We also continue to see the tight labor market play out in the unemployment rate which sits near past cycle lows at 3.7%.
We are also witnessing one of the lowest savings rates of all-time.
The only time the savings rate has been lower in the 63 years that this data has been published was in July of 2005 (2.1%). At the same time we are seeing heavy credit card usage.

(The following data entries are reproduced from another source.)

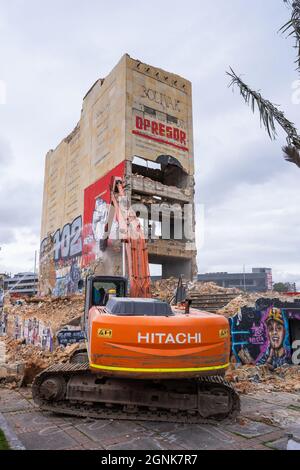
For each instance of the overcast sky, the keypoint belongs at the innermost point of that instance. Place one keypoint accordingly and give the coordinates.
(51, 52)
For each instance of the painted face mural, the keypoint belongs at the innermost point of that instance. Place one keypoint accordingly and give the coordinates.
(276, 354)
(96, 205)
(261, 335)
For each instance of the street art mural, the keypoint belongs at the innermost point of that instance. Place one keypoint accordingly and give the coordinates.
(3, 323)
(262, 335)
(96, 204)
(70, 335)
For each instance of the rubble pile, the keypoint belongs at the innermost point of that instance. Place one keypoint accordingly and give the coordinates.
(250, 379)
(55, 312)
(249, 300)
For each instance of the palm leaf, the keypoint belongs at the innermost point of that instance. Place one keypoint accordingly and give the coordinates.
(291, 154)
(293, 26)
(269, 113)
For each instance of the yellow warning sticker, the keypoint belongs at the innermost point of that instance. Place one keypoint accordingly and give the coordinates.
(224, 333)
(104, 333)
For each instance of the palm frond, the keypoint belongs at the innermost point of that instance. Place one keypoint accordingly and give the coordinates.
(292, 27)
(269, 113)
(291, 154)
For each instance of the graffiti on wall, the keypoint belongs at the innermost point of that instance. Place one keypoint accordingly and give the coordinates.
(33, 332)
(3, 324)
(77, 245)
(96, 204)
(69, 336)
(261, 335)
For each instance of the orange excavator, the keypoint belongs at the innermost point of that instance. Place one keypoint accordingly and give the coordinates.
(144, 359)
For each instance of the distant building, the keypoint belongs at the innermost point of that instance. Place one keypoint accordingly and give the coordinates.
(22, 284)
(260, 280)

These do not look like signs of a healthy consumer. This kind of spending will not be sustainable and when it stops, company profits will falter. In the meantime, the news media is going to go to great lengths to put out data that looks appealing. Both Forbes and Business Insider have highlighted the “record” numbers over the last week in sales. None of these record sales are adjusted for inflation. To be fair, the stock market isn’t adjusted for inflation either. Higher sales will lead to earnings growth which typically leads to stock market gains. The problem that both businesses and consumers are facing though is inflation.
The Fed’s preferred measures of inflation came in at 5.0% for the ‘core’ PCE…
and 4.68% for the trimmed mean PCE.
These record sales numbers aren’t happening in a vacuum. While inflation is eating up the purchasing power of consumers, wage rate increases continue to stay strong.
At 5.1%, hourly earnings have not been keeping up with inflation but they have done enough to stave off an immediate recession.
The market continues to play dumb regarding Powell’s comments yesterday. Even today’s immediate reaction regarding the employment data was retraced by the end of the day. It reminds me of a famous quote.
““In economics, things take longer to happen than you think they will, and then they happen faster than you thought they could.”
Rudiger Dornbusch
The idea that moving from 75 basis point increases to 50 point increases is a pivot seems beyond bizarre. In time, this kind of speculative behavior will catch up with the broader market.